Map-Reduce is a programming model that is mainly divided into two phases i.e. Map Phase and Reduce Phase. It is designed for processing the data in parallel which is divided on various machines(nodes). The Hadoop Java programs are consist of Mapper class and Reducer class along with the driver class. Reducer is the second part of the Map-Reduce programming model. The Mapper produces the output in the form of key-value pairs which works as input for the Reducer.
But before sending this intermediate key-value pairs directly to the Reducer some process will be done which shuffle and sort the key-value pairs according to its key values, which means the value of the key is the main decisive factor for sorting. The output generated by the Reducer will be the final output which is then stored on HDFS(Hadoop Distributed File System). Reducer mainly performs some computation operation like addition, filtration, and aggregation. By default, the number of reducers utilized for process the output of the Mapper is 1 which is configurable and can be changed by the user according to the requirement.
Let’s understand the Reducer in Map-Reduce:
Here, in the above image, we can observe that there are multiple Mapper which are generating the key-value pairs as output. The output of each mapper is sent to the sorter which will sort the key-value pairs according to its key value. Shuffling also takes place during the sorting process and the output will be sent to the Reducer part and final output is produced.
Let’s take an example to understand the working of Reducer. Suppose we have the data of a college faculty of all departments stored in a CSV file. In case we want to find the sum of salaries of faculty according to their department then we can make their dept. title as key and salaries as value. The Reducer will perform the summation operation on this dataset and produce the desired output.
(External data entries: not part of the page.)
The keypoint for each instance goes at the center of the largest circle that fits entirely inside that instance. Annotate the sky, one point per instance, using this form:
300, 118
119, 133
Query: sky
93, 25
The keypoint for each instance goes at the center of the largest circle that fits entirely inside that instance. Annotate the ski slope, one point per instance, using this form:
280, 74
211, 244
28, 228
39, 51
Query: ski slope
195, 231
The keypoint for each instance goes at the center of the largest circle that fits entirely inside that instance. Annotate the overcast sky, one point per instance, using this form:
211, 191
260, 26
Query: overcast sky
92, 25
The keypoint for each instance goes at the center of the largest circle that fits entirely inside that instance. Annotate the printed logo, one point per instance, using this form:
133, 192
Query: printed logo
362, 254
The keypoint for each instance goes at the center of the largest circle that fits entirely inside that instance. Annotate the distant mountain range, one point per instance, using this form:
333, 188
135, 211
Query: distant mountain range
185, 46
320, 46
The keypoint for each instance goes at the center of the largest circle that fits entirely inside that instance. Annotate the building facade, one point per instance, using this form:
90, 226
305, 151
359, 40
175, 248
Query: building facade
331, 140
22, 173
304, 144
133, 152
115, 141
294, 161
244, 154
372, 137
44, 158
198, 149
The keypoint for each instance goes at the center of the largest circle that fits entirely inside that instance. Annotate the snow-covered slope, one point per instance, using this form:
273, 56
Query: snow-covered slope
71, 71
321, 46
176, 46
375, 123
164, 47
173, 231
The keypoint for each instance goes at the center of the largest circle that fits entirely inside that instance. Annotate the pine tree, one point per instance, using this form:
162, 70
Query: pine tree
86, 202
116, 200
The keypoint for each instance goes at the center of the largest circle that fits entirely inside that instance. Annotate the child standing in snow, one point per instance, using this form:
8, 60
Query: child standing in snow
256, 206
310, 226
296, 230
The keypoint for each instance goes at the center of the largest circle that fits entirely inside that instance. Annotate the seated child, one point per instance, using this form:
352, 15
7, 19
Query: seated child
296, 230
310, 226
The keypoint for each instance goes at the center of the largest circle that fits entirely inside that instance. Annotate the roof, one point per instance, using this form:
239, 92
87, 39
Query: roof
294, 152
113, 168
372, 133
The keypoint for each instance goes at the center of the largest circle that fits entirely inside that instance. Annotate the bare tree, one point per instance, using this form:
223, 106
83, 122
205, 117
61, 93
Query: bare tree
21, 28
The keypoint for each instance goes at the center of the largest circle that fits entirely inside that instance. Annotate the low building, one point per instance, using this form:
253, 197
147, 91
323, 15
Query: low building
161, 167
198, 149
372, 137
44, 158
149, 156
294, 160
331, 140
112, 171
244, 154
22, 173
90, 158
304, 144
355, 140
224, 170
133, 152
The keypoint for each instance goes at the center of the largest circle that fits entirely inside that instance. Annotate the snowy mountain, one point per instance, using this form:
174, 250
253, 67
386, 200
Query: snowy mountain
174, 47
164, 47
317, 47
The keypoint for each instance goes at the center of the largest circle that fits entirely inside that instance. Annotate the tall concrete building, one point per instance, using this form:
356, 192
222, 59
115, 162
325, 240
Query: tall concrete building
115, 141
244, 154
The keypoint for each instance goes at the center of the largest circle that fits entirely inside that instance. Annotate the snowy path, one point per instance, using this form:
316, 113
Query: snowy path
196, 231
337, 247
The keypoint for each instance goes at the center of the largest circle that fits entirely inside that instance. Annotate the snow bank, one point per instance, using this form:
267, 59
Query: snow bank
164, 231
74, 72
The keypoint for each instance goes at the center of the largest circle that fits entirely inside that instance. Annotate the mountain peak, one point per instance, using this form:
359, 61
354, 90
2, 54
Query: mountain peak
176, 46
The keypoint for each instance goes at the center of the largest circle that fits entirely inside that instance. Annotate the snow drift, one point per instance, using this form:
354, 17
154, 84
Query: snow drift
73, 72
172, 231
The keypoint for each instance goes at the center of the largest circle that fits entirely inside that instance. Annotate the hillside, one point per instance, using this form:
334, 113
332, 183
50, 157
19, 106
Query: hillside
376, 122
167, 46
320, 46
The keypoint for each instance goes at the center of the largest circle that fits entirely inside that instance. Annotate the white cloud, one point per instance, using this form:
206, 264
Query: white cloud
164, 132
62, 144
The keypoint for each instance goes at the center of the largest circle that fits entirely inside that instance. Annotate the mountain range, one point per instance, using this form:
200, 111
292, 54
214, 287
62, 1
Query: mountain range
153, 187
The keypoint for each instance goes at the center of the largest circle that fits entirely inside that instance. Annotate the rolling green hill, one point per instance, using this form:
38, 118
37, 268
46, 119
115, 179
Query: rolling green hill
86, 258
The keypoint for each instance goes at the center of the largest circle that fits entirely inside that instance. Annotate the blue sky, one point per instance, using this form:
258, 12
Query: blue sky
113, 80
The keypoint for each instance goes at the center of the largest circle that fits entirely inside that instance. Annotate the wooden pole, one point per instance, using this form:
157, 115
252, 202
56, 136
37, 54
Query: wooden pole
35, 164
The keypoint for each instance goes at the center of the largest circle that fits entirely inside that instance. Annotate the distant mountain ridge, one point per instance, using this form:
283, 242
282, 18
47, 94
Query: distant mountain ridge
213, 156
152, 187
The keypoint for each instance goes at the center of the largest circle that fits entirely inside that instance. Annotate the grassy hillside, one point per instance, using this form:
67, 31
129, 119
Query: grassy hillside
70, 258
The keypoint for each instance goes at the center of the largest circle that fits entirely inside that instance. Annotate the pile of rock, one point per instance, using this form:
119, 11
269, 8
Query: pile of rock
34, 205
The number of Reducers in Map-Reduce task also affects below features:
- Framework overhead increases.
- Cost of failure Reduces
- Increase load balancing.
One thing we also need to remember is that there will always be a one to one mapping between Reducers and the keys. Once the whole Reducer process is done the output is stored at the part file(default name) on HDFS(Hadoop Distributed File System). In the output directory on HDFS, The Map-Reduce always makes a _SUCCESS file and part-r-00000 file. The number of part files depends on the number of reducers in case we have 5 Reducers then the number of the part file will be from part-r-00000 to part-r-00004. By default, these files have the name of part-a-bbbbb type. It can be changed manually all we need to do is to change the below property in our driver code of Map-Reduce.
// Here we are changing output file name from part-r-00000 to GeeksForGeeks
The Reducer Of Map-Reduce is consist of mainly 3 processes/phases:
- Shuffle: Shuffling helps to carry data from the Mapper to the required Reducer. With the help of HTTP, the framework calls for applicable partition of the output in all Mappers.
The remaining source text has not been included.